I have solved the 98th problem in leetcode and this is my solution:
class Solution {
public:
long long pre;
bool check(TreeNode *node) {
if(!node) return true;
bool left = check(node->left);
bool mid = node->val > pre;
pre = node->val;
bool right = check(node->right);
return left & mid & right;
}
bool isValidBST(TreeNode* root) {
pre = (long long)INT_MIN - 1;
return check(root);
}
};
However, I am not sure if this solution consumes O(n) or O(1) space since someone told me that a recursive function would make use of stack, which makes this solution consume O(n) space.
But in my opinion, pre is not an parameter of a recursive function. Besides, pre's original value won't be needed anymore whenever it is changed since check(node) traverse a tree in in-order and whenever a node's value has been compared with pre, it won't be visited in the future, so it only consume O(1) space.

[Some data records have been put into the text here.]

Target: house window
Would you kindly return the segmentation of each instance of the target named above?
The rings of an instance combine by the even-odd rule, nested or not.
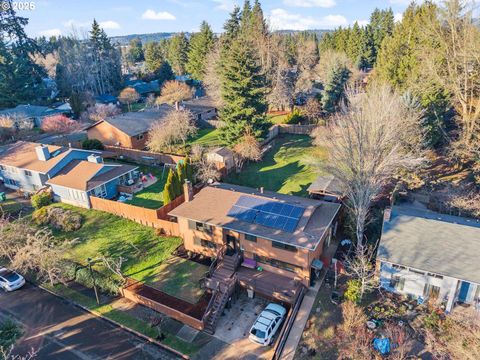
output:
[[[425,275],[425,273],[423,271],[418,271],[418,270],[414,270],[414,269],[408,269],[409,272],[411,273],[414,273],[414,274],[418,274],[418,275]]]
[[[143,140],[143,134],[137,135],[137,140]]]
[[[206,232],[208,234],[212,233],[212,227],[210,225],[198,221],[188,220],[188,228],[191,230]]]
[[[20,187],[20,183],[17,180],[5,179],[5,184]]]
[[[245,234],[245,240],[251,241],[251,242],[257,242],[257,237],[250,234]]]
[[[204,239],[200,239],[198,237],[193,238],[193,243],[197,246],[202,246],[202,247],[205,247],[205,248],[208,248],[208,249],[215,250],[217,248],[217,244],[215,244],[214,242],[204,240]]]
[[[0,165],[0,170],[7,170],[7,168],[4,165]]]
[[[428,276],[433,277],[435,279],[443,279],[442,275],[434,274],[434,273],[427,273]]]
[[[26,175],[26,176],[32,176],[32,172],[31,172],[31,171],[28,171],[28,170],[25,170],[25,175]]]
[[[390,278],[390,287],[402,291],[405,286],[405,278],[400,275],[392,275]]]
[[[297,248],[295,246],[287,245],[287,244],[276,242],[276,241],[272,241],[272,247],[277,248],[277,249],[297,252]]]
[[[431,284],[425,284],[423,287],[423,296],[428,297],[431,299],[438,299],[438,295],[440,294],[440,287],[431,285]]]
[[[255,261],[258,263],[267,264],[267,265],[276,267],[278,269],[282,269],[290,272],[299,272],[302,270],[301,266],[290,264],[285,261],[270,259],[270,258],[267,258],[266,256],[260,256],[260,255],[254,254],[254,258],[255,258]]]
[[[395,270],[405,270],[406,269],[405,266],[395,265],[395,264],[392,264],[392,268],[394,268]]]

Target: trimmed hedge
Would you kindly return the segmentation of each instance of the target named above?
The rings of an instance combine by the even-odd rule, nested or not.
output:
[[[35,209],[40,209],[52,203],[52,195],[47,191],[42,191],[32,195],[30,202]]]

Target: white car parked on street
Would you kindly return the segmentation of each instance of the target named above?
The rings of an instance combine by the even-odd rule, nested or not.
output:
[[[5,268],[0,269],[0,288],[5,291],[14,291],[25,285],[25,279],[22,275],[13,270]]]
[[[268,304],[250,329],[250,341],[263,346],[271,345],[286,314],[287,310],[283,306]]]

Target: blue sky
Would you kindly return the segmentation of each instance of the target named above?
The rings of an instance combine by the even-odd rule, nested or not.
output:
[[[30,36],[84,33],[93,18],[110,36],[153,32],[196,31],[202,20],[220,32],[234,4],[243,0],[36,0],[34,10],[19,11],[29,18]],[[253,2],[253,0],[251,0]],[[333,29],[368,22],[375,7],[391,7],[396,18],[409,0],[264,0],[273,29]]]

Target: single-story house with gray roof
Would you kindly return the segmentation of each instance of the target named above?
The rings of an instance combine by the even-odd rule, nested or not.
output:
[[[35,126],[40,127],[43,119],[52,115],[70,114],[71,109],[49,108],[38,105],[18,105],[11,109],[0,110],[0,116],[11,118],[15,126],[20,129],[31,129]]]
[[[325,201],[341,201],[344,196],[342,184],[333,175],[321,175],[317,177],[317,179],[310,184],[307,191],[312,198]]]
[[[384,213],[377,253],[381,286],[444,304],[480,301],[480,221],[412,205]]]
[[[89,126],[87,137],[100,140],[106,145],[143,150],[152,125],[161,121],[172,110],[170,105],[163,104],[146,111],[131,111],[110,116]]]

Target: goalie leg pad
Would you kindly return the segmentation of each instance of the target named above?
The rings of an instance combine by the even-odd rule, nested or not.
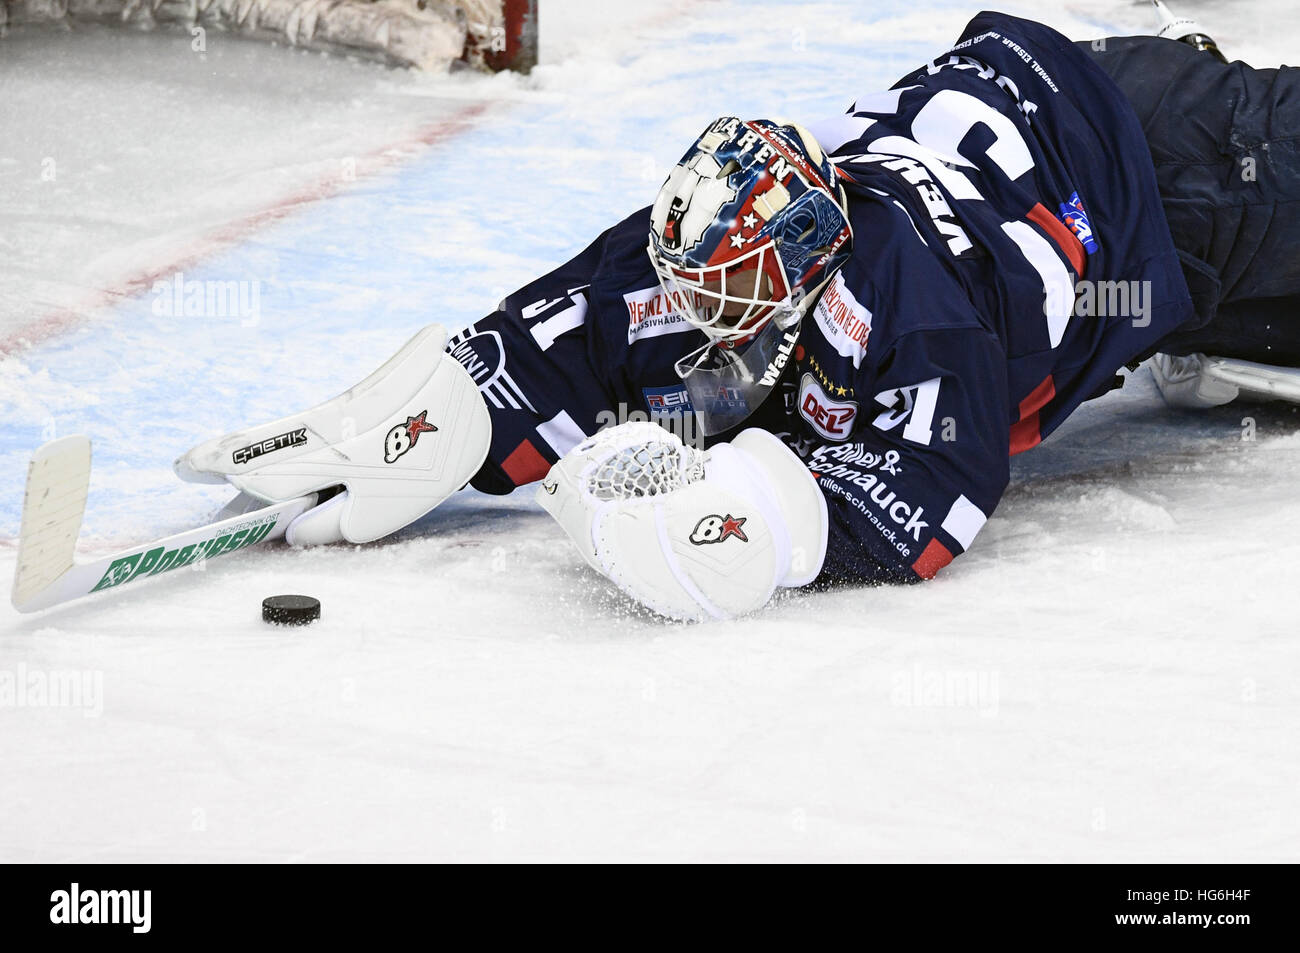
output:
[[[1205,373],[1223,386],[1235,387],[1257,400],[1300,403],[1300,368],[1211,357],[1207,359]]]
[[[1211,377],[1206,372],[1207,365],[1208,359],[1204,354],[1185,357],[1154,354],[1151,357],[1151,376],[1155,378],[1160,396],[1170,407],[1202,410],[1236,400],[1239,389]]]
[[[1247,397],[1300,403],[1300,368],[1232,357],[1156,354],[1151,374],[1171,407],[1218,407]]]

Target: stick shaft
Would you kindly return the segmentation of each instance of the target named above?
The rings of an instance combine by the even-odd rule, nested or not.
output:
[[[47,609],[92,592],[116,589],[146,576],[186,566],[199,567],[206,560],[280,539],[290,521],[309,510],[315,502],[314,494],[297,497],[243,516],[186,530],[151,543],[141,543],[103,559],[74,563],[51,586],[17,608],[20,612]]]
[[[78,563],[74,551],[89,486],[90,441],[84,436],[52,441],[33,456],[14,574],[12,598],[19,612],[47,609],[279,539],[294,517],[316,504],[311,493]]]

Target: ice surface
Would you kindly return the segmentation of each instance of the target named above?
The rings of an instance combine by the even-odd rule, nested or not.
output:
[[[1080,38],[1152,23],[1002,6]],[[206,520],[230,494],[172,476],[191,444],[490,310],[646,204],[708,119],[837,112],[980,6],[617,9],[544,4],[527,78],[0,40],[0,578],[44,440],[94,437],[88,554]],[[1176,9],[1229,55],[1293,55],[1282,0]],[[157,313],[178,270],[256,282],[256,315]],[[664,624],[528,494],[464,494],[381,545],[5,605],[0,680],[91,691],[0,694],[0,859],[1294,860],[1298,466],[1295,409],[1171,411],[1142,370],[1016,458],[924,586]],[[276,592],[322,620],[268,629]]]

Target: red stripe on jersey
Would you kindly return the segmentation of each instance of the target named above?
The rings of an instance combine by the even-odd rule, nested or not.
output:
[[[1014,457],[1017,453],[1024,453],[1030,447],[1036,447],[1042,442],[1043,435],[1038,429],[1038,415],[1026,417],[1011,425],[1011,450],[1007,456]]]
[[[1024,453],[1030,447],[1036,447],[1043,441],[1038,426],[1038,412],[1047,406],[1047,402],[1056,396],[1056,382],[1048,374],[1043,382],[1029,392],[1020,402],[1020,419],[1011,425],[1011,452]]]
[[[551,465],[537,452],[531,440],[525,440],[501,461],[501,469],[514,481],[515,486],[534,483],[546,476]]]
[[[1077,235],[1070,231],[1061,222],[1059,218],[1043,207],[1042,202],[1035,202],[1034,207],[1029,210],[1025,216],[1051,237],[1056,242],[1057,247],[1065,254],[1070,264],[1074,266],[1074,273],[1080,278],[1083,277],[1083,270],[1087,267],[1088,256],[1083,250],[1083,243],[1079,241]]]
[[[950,562],[952,553],[948,552],[948,547],[937,539],[932,539],[921,555],[916,557],[916,562],[912,563],[912,572],[922,579],[933,579],[934,574]]]
[[[1055,396],[1056,382],[1052,380],[1052,375],[1048,374],[1043,378],[1043,382],[1031,390],[1029,396],[1020,402],[1020,419],[1024,420],[1030,414],[1038,413]]]

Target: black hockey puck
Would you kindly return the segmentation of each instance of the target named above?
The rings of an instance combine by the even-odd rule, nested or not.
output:
[[[262,621],[275,625],[307,625],[320,618],[320,600],[311,596],[267,596]]]

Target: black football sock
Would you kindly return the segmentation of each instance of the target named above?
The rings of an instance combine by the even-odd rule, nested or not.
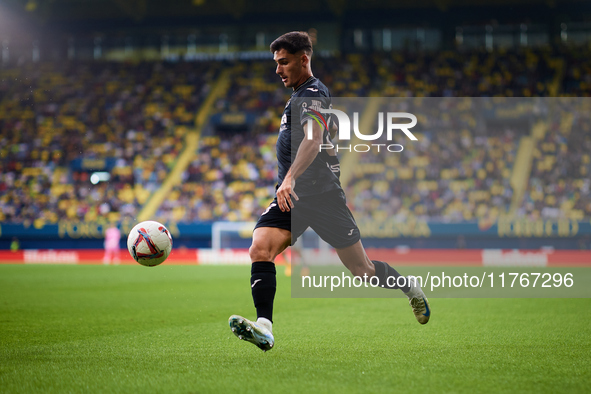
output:
[[[273,322],[273,301],[277,289],[277,271],[270,261],[255,261],[250,270],[252,299],[257,318],[264,317]]]
[[[377,276],[379,280],[380,287],[383,287],[384,289],[400,289],[405,293],[410,291],[408,280],[406,280],[406,278],[398,280],[402,275],[400,275],[394,268],[390,267],[383,261],[372,260],[371,262],[376,267],[375,276]],[[397,283],[404,286],[398,286]]]

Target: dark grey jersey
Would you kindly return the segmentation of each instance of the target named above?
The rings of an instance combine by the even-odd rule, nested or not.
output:
[[[324,118],[328,117],[320,118],[318,110],[328,109],[330,105],[330,92],[315,77],[310,77],[292,93],[283,110],[279,138],[277,139],[278,187],[289,171],[291,163],[295,160],[297,150],[304,139],[304,124],[309,119],[314,122],[320,119],[321,124],[329,123],[324,122]],[[322,128],[324,129],[323,140],[329,141],[328,130],[324,126]],[[335,171],[335,161],[338,164],[336,157],[329,158],[326,152],[320,152],[312,164],[296,180],[296,194],[303,197],[340,189],[341,184],[338,173]]]

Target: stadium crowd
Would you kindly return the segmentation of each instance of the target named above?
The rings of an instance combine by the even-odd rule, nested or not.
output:
[[[314,72],[334,97],[588,96],[585,54],[589,49],[566,47],[341,54],[315,58]],[[235,132],[208,126],[213,132],[202,136],[196,159],[156,216],[258,217],[273,193],[274,143],[289,98],[271,60],[89,62],[0,69],[0,221],[135,218],[174,166],[224,67],[232,68],[231,85],[215,111],[255,120]],[[517,215],[591,217],[589,119],[567,112],[536,142]],[[530,130],[490,124],[473,131],[474,115],[460,115],[463,123],[423,126],[405,154],[356,155],[359,165],[346,181],[352,210],[447,222],[506,212],[519,139]],[[93,184],[90,170],[111,178]]]
[[[0,220],[134,218],[166,178],[216,63],[1,69]],[[90,170],[110,172],[91,182]]]
[[[518,215],[530,219],[591,217],[591,116],[588,100],[562,100],[536,140],[532,171]]]
[[[495,220],[505,212],[520,133],[495,125],[475,128],[482,104],[478,99],[387,100],[384,113],[420,114],[418,141],[397,138],[402,153],[355,153],[347,194],[357,216],[461,222]],[[383,136],[376,143],[388,141]]]
[[[248,221],[269,204],[276,182],[275,134],[202,139],[156,216],[161,220]]]

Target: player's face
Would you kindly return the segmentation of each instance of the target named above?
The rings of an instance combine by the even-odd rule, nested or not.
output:
[[[295,88],[302,82],[302,76],[305,71],[305,62],[307,56],[305,54],[294,55],[287,52],[285,49],[275,51],[273,59],[277,63],[275,72],[281,77],[281,81],[286,88]]]

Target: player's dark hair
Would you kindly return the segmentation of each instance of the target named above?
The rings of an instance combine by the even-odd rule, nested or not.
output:
[[[292,55],[303,51],[306,55],[312,56],[312,40],[308,33],[304,31],[292,31],[273,41],[270,49],[271,53],[285,49]]]

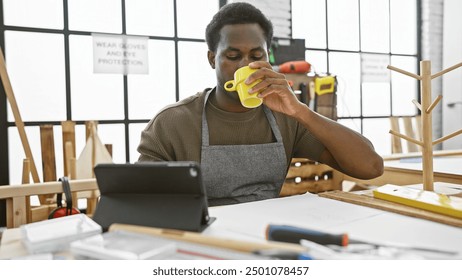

Please help me to clarify the problem.
CodePudding user response:
You need O(max tree depth)
space for the parameters and local variables. For a balanced tree, that's O(log nodes)
, and for a maximally imbalanced tree, that's O(nodes)
.
The stack frame for the call to check(parent)
has to exist at the same time as the stack frame for it's call check(parent->left)
(and similarly check(parent->right)
). What you don't need is the stack frame of check(parent->left)
to exist at the same time as that of check(parent->right)
.